While the U.S. Department of Homeland Security last year conducted an investigation of conditions at SRJ, critics including attorneys for inmates at the jail called the probe a "sham."
Barber told Common Dreams that "only a full federal investigation, with the DOJ and its power of the federal purse strings," would be sufficient to "give us the truth" and answer the questions of those whose loved ones died at SRJ.
"Systems that investigate themselves are not as thorough, and are prone to cover-ups," he added.
Thursday's press conference came as current and former prisoners filed a new class-action lawsuit this week over conditions at SRJ. The suit alleges that inmates are denied access to drinking water, that they face dangerous overcrowding, mold, human sewage, toilet water, rats, sexual assault, and other violence.

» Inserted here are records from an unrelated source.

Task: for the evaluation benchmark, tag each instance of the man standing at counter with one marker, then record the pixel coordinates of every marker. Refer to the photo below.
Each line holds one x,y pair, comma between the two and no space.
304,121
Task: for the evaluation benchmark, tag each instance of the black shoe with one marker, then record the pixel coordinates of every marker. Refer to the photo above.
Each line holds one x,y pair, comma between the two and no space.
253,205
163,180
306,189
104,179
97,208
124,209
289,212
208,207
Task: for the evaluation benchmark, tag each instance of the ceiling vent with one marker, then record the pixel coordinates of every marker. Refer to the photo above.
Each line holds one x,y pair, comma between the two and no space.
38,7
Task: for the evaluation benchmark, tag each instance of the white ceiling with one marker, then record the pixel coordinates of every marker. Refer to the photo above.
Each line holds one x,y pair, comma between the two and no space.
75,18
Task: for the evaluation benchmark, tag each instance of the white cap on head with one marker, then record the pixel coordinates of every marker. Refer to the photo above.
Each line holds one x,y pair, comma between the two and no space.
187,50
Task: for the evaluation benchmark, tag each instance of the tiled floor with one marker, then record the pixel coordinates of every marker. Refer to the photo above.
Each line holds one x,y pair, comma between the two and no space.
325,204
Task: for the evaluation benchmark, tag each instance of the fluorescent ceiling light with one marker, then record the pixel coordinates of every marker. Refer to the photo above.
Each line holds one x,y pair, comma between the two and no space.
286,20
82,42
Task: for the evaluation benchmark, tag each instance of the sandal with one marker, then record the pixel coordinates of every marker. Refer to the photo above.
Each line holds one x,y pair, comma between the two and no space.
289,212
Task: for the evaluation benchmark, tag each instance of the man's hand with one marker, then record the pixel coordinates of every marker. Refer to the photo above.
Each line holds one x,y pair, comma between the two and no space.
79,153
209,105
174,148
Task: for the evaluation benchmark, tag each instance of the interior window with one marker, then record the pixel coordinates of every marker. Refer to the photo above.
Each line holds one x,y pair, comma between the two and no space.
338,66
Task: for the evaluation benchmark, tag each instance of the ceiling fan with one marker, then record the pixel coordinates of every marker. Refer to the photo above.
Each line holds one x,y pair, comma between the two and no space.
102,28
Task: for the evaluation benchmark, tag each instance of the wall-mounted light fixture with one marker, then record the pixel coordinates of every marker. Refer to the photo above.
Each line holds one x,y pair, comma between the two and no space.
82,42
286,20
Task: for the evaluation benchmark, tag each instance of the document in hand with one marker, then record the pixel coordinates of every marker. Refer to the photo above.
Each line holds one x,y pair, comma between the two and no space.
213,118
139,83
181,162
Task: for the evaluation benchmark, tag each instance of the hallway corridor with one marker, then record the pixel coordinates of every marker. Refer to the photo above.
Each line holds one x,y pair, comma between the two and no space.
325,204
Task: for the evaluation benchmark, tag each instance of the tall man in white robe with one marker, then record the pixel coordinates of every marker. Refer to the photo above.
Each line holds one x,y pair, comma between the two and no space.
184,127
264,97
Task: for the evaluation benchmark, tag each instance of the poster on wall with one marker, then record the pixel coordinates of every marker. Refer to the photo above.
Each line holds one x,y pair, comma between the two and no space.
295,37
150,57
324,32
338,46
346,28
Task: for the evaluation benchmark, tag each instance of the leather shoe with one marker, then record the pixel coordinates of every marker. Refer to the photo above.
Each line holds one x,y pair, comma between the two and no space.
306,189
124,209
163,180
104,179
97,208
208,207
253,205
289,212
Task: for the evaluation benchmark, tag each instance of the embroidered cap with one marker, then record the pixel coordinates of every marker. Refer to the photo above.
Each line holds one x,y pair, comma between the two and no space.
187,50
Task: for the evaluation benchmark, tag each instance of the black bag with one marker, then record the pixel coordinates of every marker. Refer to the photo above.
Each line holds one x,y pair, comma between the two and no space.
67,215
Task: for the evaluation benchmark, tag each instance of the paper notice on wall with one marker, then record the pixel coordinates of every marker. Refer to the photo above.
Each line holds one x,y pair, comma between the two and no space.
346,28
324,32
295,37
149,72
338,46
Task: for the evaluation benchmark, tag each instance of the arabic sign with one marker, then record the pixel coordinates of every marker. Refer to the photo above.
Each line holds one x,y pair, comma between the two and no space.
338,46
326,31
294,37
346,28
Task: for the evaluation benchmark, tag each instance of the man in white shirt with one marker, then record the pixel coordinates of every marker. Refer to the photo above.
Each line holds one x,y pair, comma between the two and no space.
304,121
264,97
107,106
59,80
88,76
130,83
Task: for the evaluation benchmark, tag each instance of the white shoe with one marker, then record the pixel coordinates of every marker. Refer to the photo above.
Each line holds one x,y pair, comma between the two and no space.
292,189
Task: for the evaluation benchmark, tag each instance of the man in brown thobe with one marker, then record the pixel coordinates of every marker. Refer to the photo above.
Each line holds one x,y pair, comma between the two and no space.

According to WVNS journalist Jessica Farrish, who has reported extensively on the jail:
The suit states that up to 16 mentally ill people are forced inside of an alleged "suicide cell" that measures 120 square feet, and that prison and medical staff allegedly leave them in the cell for days. Attorneys also say jail staff allegedly destroys legal mail sent to inmates, opens inmates' legal mail when they are not present, and photocopies legal mail sent to inmates.
A previous class-action lawsuit filed last year alleges abuse and mistreatment at SRJ.
\u201cHe didn\u2019t clean up the trash in his mother\u2019s yard on time. Eighty one days later, he died in a West Virginia jail.\nhttps://t.co/SknZsUgja5\u201d— Mountain State Spotlight (@Mountain State Spotlight) 1666009680
"Hearing these stories, my heart is breaking," said Rev. Dr. Liz Theoris, co-chair of the Poor People's Campaign. "This drive to criminalize the poor is immoral and poverty and incarceration... should not be a death sentence."
"Enough is enough. This has to stop," she added. "We are calling... on our elected officials and on the DOJ to make a difference. We are calling on Sen. Manchin and Gov. Justice to hear the cries of the families seeking answers and to do what's right."
A state investigation into conditions at SRJ that concluded inmates were lying about abuse was widely dismissed as grossly inadequate.
As an October 2022 editorial in the Register-Herald, a Beckley, West Virginia-based paper, noted:
The state report on conditions at SRJ was produced lickety-split, in about 30 days, by West Virginia Homeland Security Secretary Jeff Sandy, who cooked the books to deny any problems whatsoever at the facility. A high school term paper would have been more revealing—and more credible. Sandy once served as chair of the Regional Jail Board from 2012 to 2016 and now serves in the governor's cabinet.
Yes, the governor directed an insider to conduct a fair and impartial investigation. Even a blind man could see that was never going to happen. As such, the problems at SRJ persist because they have not been meaningfully addressed—and inmates are dying because of it.
Kat Robles, an attorney at the advocacy group Forward Justice, specifically called on the U.S. Justice Department's Civil Rights Division to launch an investigation under the Civil Rights of Institutionalized Persons Act, which empowers the DOJ to probe abuse and neglect in prisons and jails, mental health facilities, and other institutions.
"This is an urgent crisis. This is an outrage," said Robles, who added that what's needed is "not just an investigation."
"We want them to meet with community leaders, to meet with families, and to remedy this urgent crisis," she said.